Gas hydrates are crystalline compounds which may form under pressure and at low temperatures when water is in contact with gas molecules. Such conditions are generally encountered during the production of oil and/or gas, in particular under deepwater conditions. Formation of such hydrates can lead to the formation of a plug by an agglomeration mechanism. In the case of the presence of a liquid hydrocarbon phase (production of oil or condensate gas), water may be in the form of droplets dispersed in the liquid hydrocarbon phase. We then have a water-in-oil emulsion the stability of which is linked to the presence of natural surfactants or additives.
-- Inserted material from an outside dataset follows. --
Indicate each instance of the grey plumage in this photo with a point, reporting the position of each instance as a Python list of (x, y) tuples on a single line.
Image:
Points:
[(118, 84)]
The invention proposes a method for determining the agglomeration of hydrates for systems essentially consisting of emulsified water-in-oil systems. This method, as was described above, is of interest to the production of oil and condensate gas, but also to drilling operations using oil-based mud constituted by an aqueous phase dispersed in an oily phase.
2. Description of Related Art
Operational solutions currently employed to prevent the formation of hydrate plugs in lines essentially consist of using thermally insulated lines or injecting thermodynamic inhibitors. In both cases, the production conditions are kept outside the hydrate stability zone. This stability zone, in terms of pressure and temperature, is determined from tests carried out in a PVT cell or by using thermodynamic models. More recently, a method using a high pressure calorimeter has been proposed (French patent FR-B-2 820 823) in the case of drilling mud.
More rarely, it has been envisaged to inject:                kinetic inhibitor additives (Corrigan A, Duncum S N, Edwards A R and Osborne C G, SPE 30696 presented at the SPE Annual Technical Conference and Exhibition, Dallas, Oct. 22-25, 1995);        or anti-agglomeration additives (AA) (Mehta A P, Herbert P B, Cadena E R and Weatherman J P, “Fulfilling the promise of low dosage hydrate inhibitors: Journey from academic curiosity to successful field implementation”, OTC 14057, Houston, Tex., 6-9 May 2002).        
Finally, problems linked to the formation of hydrate plugs can be expected to be avoided because of the presence of natural surfactants in the oil (Palermo T, Mussumeci A, Leporcher E: “Could hydrate plugging be avoided because of surfactant properties of the crude and appropriate flow conditions?” OTC 16681, Houston, Tex., 3-6 May 2004). AA (anti-agglomeration) additives and natural surfactants cannot prevent the formation of hydrate particles, but prevent the latter from agglomerating. Hydrate particles may thus be transported in the form of a suspension without the formation of a plug.
However, generalizing the concept of hydrate transport in the form of a suspension suffers from a lack of a simple, reliable evaluation means. The most highly developed means consist of tests carried out in flow loops approaching real conditions (Palermo T, Maurel P: “Investigation of hydrates formation and hydrates transportation with and without dispersant additives under multiphase flow conditions”, in Multiphase '99, 9th International Conference on Multiphase, 567-582). However, the difference in scale and the mode of circulation in a loop renders predictions of the risks of plugging under real conditions difficult. Such facilities also require very large quantities of fluid and are thus expensive to use.